Funny you should post this, as I was just recently reminiscing about another good work of science fiction that was apparently inspired by War of the Worlds: John Christopher's Tripods trilogy. I remember reading it when I was only eleven, and being genuinely disappointed when I finished the last novel - it was that good a story.

07 October, 2014 05:49  
Blogger Infidel753 said...

Zosimus: From what little I can glean, the war in this story ends with humans defeating the Martians through deliberate use of germs -- biological warfare -- so it's a bit of a mix. In the Wells novel (far superior to the 1953 movie, which bears little resemblance to it), human military weapons did score a few scattered hits on the invading Martians, though their technological superiority carried the day (until the germs hit them).

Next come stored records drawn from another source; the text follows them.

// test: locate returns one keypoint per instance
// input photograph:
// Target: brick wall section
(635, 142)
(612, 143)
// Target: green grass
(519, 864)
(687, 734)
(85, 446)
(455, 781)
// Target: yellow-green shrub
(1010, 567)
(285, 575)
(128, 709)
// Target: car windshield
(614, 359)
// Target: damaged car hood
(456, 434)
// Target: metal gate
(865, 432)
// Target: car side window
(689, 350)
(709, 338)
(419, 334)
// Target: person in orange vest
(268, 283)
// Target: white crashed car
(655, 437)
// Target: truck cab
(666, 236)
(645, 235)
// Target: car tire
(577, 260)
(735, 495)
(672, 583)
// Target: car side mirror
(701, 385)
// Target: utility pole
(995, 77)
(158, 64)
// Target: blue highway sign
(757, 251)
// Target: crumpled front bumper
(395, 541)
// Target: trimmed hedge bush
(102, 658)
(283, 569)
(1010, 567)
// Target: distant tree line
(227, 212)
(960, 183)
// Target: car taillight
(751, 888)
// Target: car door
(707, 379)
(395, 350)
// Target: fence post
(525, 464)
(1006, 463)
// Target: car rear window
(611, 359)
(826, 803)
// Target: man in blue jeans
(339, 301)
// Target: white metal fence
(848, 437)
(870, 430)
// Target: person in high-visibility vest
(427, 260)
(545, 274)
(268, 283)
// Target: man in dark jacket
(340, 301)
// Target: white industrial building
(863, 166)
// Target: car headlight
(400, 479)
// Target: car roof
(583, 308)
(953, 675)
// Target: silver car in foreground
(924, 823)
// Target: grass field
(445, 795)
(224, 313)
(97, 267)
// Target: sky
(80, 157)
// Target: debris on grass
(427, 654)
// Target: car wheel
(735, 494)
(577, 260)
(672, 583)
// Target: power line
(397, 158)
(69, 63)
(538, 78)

Remember, we're on the brink of interplanetary travel ourselves right now and could probably "invade" Mars if the world were willing to spend enough money on it, so Martian invaders wouldn't necessarily be invincibly technologically superior to humans, even humans of 1913.

I loved the Tripods trilogy when I read it years ago, but I don't think it was inspired by War of the Worlds -- they have very little in common except for three-legged alien machines.

The overall movie seems well thought out, including some discussion of the efforts in the century since the Martians' defeat, to decipher the Martian written language so as to be able to read Martian documents that were found in their ships -- in a realistic scenario this would obviously be a high priority, to help assess the likelihood of future threats from Mars itself.

I really hope this is available on DVD somewhere. So far I'm coming up empty, though.

07 October, 2014 06:23  
Anonymous Marc McKenzie said...

Infidel, they actually did run the entire film on BBC America a couple months ago. I have to say I found the whole film fascinating, especially the weaving together of fact (WWI) and fiction (THE WAR OF THE WORLDS).

TWOTW remains one of my favorite books--there was even a comic book series years ago showing Sherlock Holmes investigating the theft of a Martian corpse and Martian technology in the years after the war.

Unfortunately there doesn't seem to be a DVD release or even OnDemand. But who knows--it might be released on DVD in the near future.

07 October, 2014 06:49  
Blogger Ahab said...

Loved it. The animated Martian tripods fit seamlessly into the WWI footage.

07 October, 2014 07:26  
Blogger Infidel753 said...

Marc: Glad to find another fan of the novel! And I'm going to keep looking for the DVD of this from history.co.uk if there ever is one. It looks like a must-have.

Ahab: Yes, that must be how they did it. never even occurred to me to wonder, while I was watching.

07 October, 2014 17:53  
Blogger Tommykey said...

Watching the 1953 movie again as an adult, I noticed that it is a very Christian themed movie.

OMG, the Martians killed a well meaning priest!

When someone says that it will take the Martians 6 days to destroy the Earth, another person says "The same number of days it took to create it."

The bacteria that end up killing the Martians are described as being put there by God in his infinite wisdom.

There are probably other examples that I can't think of at the moment.

08 October, 2014 09:50  
Blogger Infidel753 said...

TommyKey: That's true, perhaps reflecting the attitudes of the 1950s. Such annoyances are quite absent from Wells's novel. They seem very naïve now, of course -- today someone would obviously snark that "God in his infinite wisdom" must have created the Martians too.